Answer:
See below.
Explanation:
Calculus was first developed to solve two main math problems that algebra could not handle.
Slope of a Tangent at a Point on a Curve
The first problem. - From algebra, we calculate the slope of a line by m = (y2 - y1)/(x2 - x1). You need two points to do that - point P1 with coordinates x1 and y1, and point P2, with coordinates x2 and y2.
But what if you want to know the slope of the line that is tangent to the function y = x³ - 2x² +3 at the one point where x = 5 and y = 5³ - 2*5² + 3 = 78?
You know nothing about the line except that is is tangent to that curve at that point. And you don't have 2 points on the line to use the slope formula.
Algebra gives no way for us to find that line's slope, but Calculus does.

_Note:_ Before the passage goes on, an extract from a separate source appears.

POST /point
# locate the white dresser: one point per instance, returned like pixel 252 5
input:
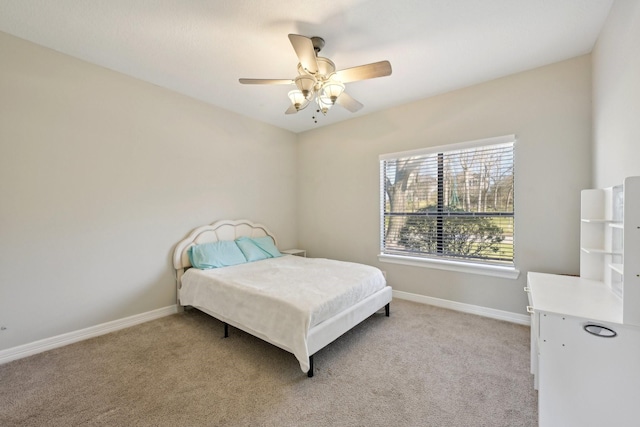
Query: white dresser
pixel 585 331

Area Between a Function Curve and the x -axis
The second problem. - Now suppose we have that same curve, y = x³ - 2x² +3, and we want to know the area between the curve and the x-axis between x = 1 and x =2, like the yellow-shaded region in the picture I attached. Algebra gives us some long and tedious ways that we can approximate that area, but no way to say we know an exact number for the area. Calculus does give us a way to do that, and not that hard, either.
Calculus has been expanded beyond the original two problems, of course, but the method of how those two problems are solved form the foundation of calculus.
Okay, but how is that useful?
For linear relations, slope is a constant. But a lot of things don't have a linear relation - the speed of falling objects or objects in orbit around the earth, the rate water drains from a swimming pool, and so on.
Calculus is used for calculations that involve processes where change doesn't occur at a constant rate. The thing that is changing can be the velocity of an object, how fast something is warming up, or the curve of a line on a shape I am deigning or studying.
Shapes, areas, and volumes are easy for the shapes you learn in high school geometry, but a lot of shapes in the real world are more complicated. If I want a computerized lathe to cut a curvy form out of metal, and I want that form to take up a certain volume (and thus only a certain weight of metal), I need to calculate the volume of this weird shape. If I gave the robot lathe equations to describe the shape, I can apply Calculus to those equations and get that volume.